Slavery didn't die with the Civil War. Incredibly, the 21st-century version of that "peculiar institution" is, worldwide, vastly larger in terms of the total numbers of people enslaved than that which fueled the War of Rebellion. Affiliates of the American Anti-Slavery Group offer a moving collection of true stories of former slaves and slave owners. One of this anthology's editors recently wrote,
[M]ore people live in bondage worldwide than ever before. And, as new studies indicate, tens of thousands of these victims are enslaved on our shores, in our cities, even in our own backyards. [ ¶ ] Using a simple but strict definition of slavery -- forced labor for no pay under the threat of violence -- sociologist Dr. Kevin Bales estimates that 27 million people live as slaves worldwide. ... [M]uch of contemporary slavery has become a quasi-industrialized institution: a brutal but efficient and profitable process of entrapment, exploitation, and abandonment. Slaves are lured or abducted from their homes, psychologically and physically intimidated, forced to work in de-humanizing conditions, and then discarded when they are too ill to work.
Enslaved ... published October 31, 2006 by Palgrave Macmillan
A Nobel Prize-winning economist says, in essence, that globalization must be rescued from neoliberalism or "market fundamentalism," as he calls it. Stiglitz offers practical solutions for problems he chronicled in his influential 2002 bestseller Globalization and Its Discontents. Among his global economic playing field-leveling proposals is the use of green accounting, including taxing greenhouse emissions. Says he,
[G]lobalization can be changed; indeed, it is clear that it will be changed. The question is whether change will be forced upon us by a crisis or result from careful, democratic deliberation and debate. Crisis-driven change risks producing a backlash against globalization, or a haphazard reshaping of it, thus merely setting the stage for more problems later on. [But] taking control of the process holds out the possibility of remaking globalization, so that it at last lives up to its potential and its promise: higher living standards for everyone in the world.

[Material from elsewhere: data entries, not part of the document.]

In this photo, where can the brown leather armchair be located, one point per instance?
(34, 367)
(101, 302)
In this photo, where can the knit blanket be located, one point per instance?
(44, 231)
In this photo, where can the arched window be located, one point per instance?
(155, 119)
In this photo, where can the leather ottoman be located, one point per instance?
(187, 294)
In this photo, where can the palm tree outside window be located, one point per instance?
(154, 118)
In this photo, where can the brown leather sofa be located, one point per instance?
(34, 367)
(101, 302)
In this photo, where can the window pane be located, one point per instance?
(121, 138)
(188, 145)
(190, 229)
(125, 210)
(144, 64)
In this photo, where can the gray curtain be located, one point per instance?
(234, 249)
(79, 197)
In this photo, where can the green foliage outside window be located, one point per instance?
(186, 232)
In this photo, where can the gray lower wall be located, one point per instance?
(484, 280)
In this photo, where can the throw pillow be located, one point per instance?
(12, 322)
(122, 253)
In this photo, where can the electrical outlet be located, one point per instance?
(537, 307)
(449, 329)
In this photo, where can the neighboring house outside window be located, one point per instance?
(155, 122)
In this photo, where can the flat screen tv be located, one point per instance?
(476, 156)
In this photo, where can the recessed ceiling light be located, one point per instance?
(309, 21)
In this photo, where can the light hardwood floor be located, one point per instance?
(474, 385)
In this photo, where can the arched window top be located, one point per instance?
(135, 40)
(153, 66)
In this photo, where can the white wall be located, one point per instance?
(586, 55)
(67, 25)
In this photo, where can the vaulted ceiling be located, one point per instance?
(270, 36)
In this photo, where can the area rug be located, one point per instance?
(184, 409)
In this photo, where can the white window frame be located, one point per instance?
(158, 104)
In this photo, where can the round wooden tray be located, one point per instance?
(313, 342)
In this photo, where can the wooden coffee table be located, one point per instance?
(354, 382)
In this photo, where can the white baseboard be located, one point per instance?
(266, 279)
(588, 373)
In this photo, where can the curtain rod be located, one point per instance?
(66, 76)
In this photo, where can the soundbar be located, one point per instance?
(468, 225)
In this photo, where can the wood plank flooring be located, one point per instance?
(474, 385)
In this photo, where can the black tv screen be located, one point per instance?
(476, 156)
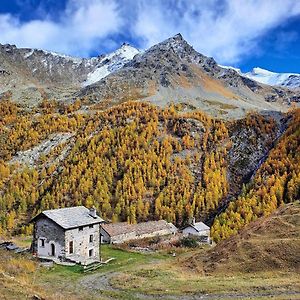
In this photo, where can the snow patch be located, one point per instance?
(111, 62)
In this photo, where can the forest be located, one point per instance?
(136, 162)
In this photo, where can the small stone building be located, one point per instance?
(115, 233)
(198, 229)
(71, 233)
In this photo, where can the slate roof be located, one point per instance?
(115, 229)
(70, 217)
(199, 226)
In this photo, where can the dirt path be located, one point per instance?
(101, 282)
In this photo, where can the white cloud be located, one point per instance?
(79, 29)
(228, 30)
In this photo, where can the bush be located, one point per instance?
(188, 242)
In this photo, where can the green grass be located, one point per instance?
(133, 274)
(125, 260)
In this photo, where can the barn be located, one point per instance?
(71, 233)
(198, 229)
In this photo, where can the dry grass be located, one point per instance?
(269, 244)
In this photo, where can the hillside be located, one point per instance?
(133, 162)
(171, 71)
(270, 244)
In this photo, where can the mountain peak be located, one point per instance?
(178, 37)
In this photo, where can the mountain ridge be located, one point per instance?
(170, 71)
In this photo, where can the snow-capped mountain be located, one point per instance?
(289, 80)
(111, 62)
(169, 71)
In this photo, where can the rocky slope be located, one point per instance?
(31, 75)
(171, 71)
(174, 71)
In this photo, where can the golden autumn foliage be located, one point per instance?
(277, 181)
(136, 162)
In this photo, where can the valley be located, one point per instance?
(227, 271)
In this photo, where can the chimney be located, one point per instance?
(93, 212)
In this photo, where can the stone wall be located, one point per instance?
(82, 244)
(51, 234)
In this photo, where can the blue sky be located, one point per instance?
(241, 33)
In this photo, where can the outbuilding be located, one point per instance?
(198, 229)
(71, 233)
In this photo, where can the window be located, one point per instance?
(71, 247)
(91, 252)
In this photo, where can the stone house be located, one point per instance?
(198, 229)
(71, 233)
(115, 233)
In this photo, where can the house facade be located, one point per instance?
(116, 233)
(198, 229)
(67, 234)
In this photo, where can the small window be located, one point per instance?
(91, 252)
(71, 248)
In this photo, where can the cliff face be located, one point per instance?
(171, 71)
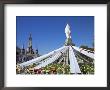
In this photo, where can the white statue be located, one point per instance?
(67, 31)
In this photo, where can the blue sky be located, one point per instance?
(48, 32)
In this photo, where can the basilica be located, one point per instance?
(26, 54)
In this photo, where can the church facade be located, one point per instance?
(26, 54)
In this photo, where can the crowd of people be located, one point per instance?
(49, 69)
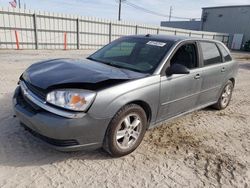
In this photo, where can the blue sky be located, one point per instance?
(109, 8)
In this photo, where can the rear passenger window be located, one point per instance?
(224, 53)
(211, 54)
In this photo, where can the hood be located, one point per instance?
(61, 72)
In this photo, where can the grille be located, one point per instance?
(26, 104)
(37, 91)
(52, 141)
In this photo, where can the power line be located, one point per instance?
(153, 12)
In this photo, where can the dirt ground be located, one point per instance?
(206, 148)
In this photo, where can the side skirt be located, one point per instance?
(157, 123)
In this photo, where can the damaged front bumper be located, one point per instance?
(62, 133)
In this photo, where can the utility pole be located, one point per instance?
(119, 13)
(170, 13)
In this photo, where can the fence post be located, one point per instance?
(223, 37)
(110, 32)
(77, 34)
(65, 41)
(17, 41)
(35, 31)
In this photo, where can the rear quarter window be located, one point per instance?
(224, 52)
(211, 54)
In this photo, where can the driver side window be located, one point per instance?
(186, 55)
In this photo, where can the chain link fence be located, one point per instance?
(27, 29)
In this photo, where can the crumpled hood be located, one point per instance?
(49, 73)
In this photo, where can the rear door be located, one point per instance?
(179, 92)
(213, 72)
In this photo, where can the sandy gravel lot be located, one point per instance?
(206, 148)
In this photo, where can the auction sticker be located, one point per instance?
(156, 43)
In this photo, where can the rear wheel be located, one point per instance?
(125, 131)
(225, 96)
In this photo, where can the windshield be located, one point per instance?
(137, 54)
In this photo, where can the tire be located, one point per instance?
(225, 96)
(126, 130)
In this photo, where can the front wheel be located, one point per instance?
(126, 131)
(225, 96)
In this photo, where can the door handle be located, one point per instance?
(223, 69)
(197, 76)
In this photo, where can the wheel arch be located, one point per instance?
(145, 106)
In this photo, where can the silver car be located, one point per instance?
(111, 98)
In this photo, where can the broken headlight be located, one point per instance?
(71, 99)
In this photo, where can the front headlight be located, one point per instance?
(71, 99)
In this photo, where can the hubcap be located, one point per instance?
(225, 97)
(128, 132)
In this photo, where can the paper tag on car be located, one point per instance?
(156, 43)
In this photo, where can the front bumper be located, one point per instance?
(62, 133)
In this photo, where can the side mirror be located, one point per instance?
(177, 69)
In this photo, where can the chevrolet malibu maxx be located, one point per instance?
(113, 96)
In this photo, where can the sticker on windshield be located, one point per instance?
(156, 43)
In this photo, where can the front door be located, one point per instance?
(180, 92)
(213, 73)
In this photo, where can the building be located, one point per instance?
(234, 20)
(192, 24)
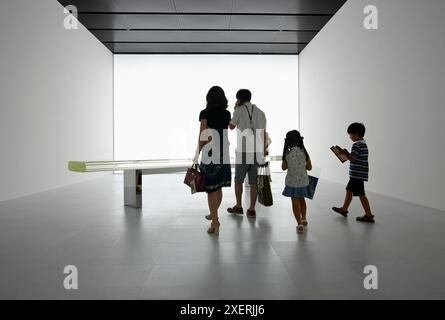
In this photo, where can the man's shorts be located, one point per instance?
(242, 169)
(357, 187)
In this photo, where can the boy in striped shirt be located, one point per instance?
(358, 173)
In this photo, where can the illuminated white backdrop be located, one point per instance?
(158, 99)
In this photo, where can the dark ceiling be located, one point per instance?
(205, 26)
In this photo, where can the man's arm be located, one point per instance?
(284, 165)
(235, 120)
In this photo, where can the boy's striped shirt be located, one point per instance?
(359, 167)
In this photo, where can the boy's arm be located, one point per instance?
(235, 120)
(353, 155)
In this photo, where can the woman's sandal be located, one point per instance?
(366, 218)
(214, 229)
(341, 211)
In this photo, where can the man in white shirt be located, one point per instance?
(250, 122)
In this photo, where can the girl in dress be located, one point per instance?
(297, 162)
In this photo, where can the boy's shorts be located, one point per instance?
(357, 187)
(242, 169)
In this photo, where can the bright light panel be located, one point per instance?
(158, 99)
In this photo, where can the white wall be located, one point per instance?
(56, 98)
(392, 79)
(158, 99)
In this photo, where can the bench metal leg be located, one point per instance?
(133, 188)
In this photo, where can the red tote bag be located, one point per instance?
(195, 179)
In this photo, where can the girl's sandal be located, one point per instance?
(366, 218)
(300, 229)
(341, 211)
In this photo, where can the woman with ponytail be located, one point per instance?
(297, 162)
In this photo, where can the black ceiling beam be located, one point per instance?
(199, 30)
(212, 53)
(204, 42)
(210, 14)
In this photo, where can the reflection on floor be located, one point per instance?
(164, 252)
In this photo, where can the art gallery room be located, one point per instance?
(105, 191)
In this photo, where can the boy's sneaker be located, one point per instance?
(235, 210)
(341, 211)
(366, 218)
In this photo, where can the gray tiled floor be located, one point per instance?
(164, 252)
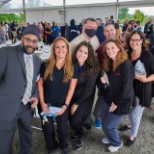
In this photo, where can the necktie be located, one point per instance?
(28, 90)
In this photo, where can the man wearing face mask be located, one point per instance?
(88, 34)
(19, 68)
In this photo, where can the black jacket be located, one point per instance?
(120, 88)
(85, 88)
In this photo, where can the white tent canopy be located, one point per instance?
(55, 10)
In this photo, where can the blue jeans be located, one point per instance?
(109, 125)
(135, 118)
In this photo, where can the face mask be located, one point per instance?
(90, 32)
(28, 49)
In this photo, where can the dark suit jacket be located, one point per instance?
(13, 80)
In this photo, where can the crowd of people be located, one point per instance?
(117, 61)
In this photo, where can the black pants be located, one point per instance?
(86, 118)
(62, 131)
(23, 120)
(76, 120)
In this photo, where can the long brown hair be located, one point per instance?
(121, 57)
(51, 62)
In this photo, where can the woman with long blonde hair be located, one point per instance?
(58, 78)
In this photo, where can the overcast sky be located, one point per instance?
(145, 10)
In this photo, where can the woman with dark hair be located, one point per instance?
(137, 51)
(58, 78)
(74, 31)
(118, 91)
(88, 72)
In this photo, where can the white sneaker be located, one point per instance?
(105, 140)
(113, 148)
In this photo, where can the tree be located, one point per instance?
(123, 13)
(139, 16)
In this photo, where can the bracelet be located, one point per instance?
(66, 105)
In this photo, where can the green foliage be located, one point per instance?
(139, 16)
(18, 16)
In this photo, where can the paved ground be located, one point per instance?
(144, 143)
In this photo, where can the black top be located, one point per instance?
(55, 91)
(120, 85)
(85, 88)
(144, 90)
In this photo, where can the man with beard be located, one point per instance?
(19, 69)
(88, 34)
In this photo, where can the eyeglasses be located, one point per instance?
(28, 40)
(135, 40)
(90, 27)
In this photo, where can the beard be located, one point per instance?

Making Globalization Work ... published September 18, 2006 by W. W. Norton
No less than liberal America's favorite economist, John Kennth Galbraith, remarked that a previous edition of this volume was "[q]uite possibly the best and most certainly the least solemn guide to the dismal science you are likely to encounter." Were he still around to do so, he might add, "and by far the most accessible." The book devotes a page each to over 160 key economic issues (e.g., "Where Federal Dollars Go"; "Unbalanced Trade"; "CEO Pay"), bringing current data to bear in the process of very succinctly explaining and commenting on the issues. Also featured are lots of helpful, easily understood graphs, as well as illustrations by such cartoonists as Tom Tomorrow, Dan Wasserman and Steve Benson. These guides are issued in association with The Center for Popular Economics, "a non-profit collective of political economists based in Amherst, MA," that aims to "demystify the economy and put useful economic tools in the hands of people fighting for social and economic justice."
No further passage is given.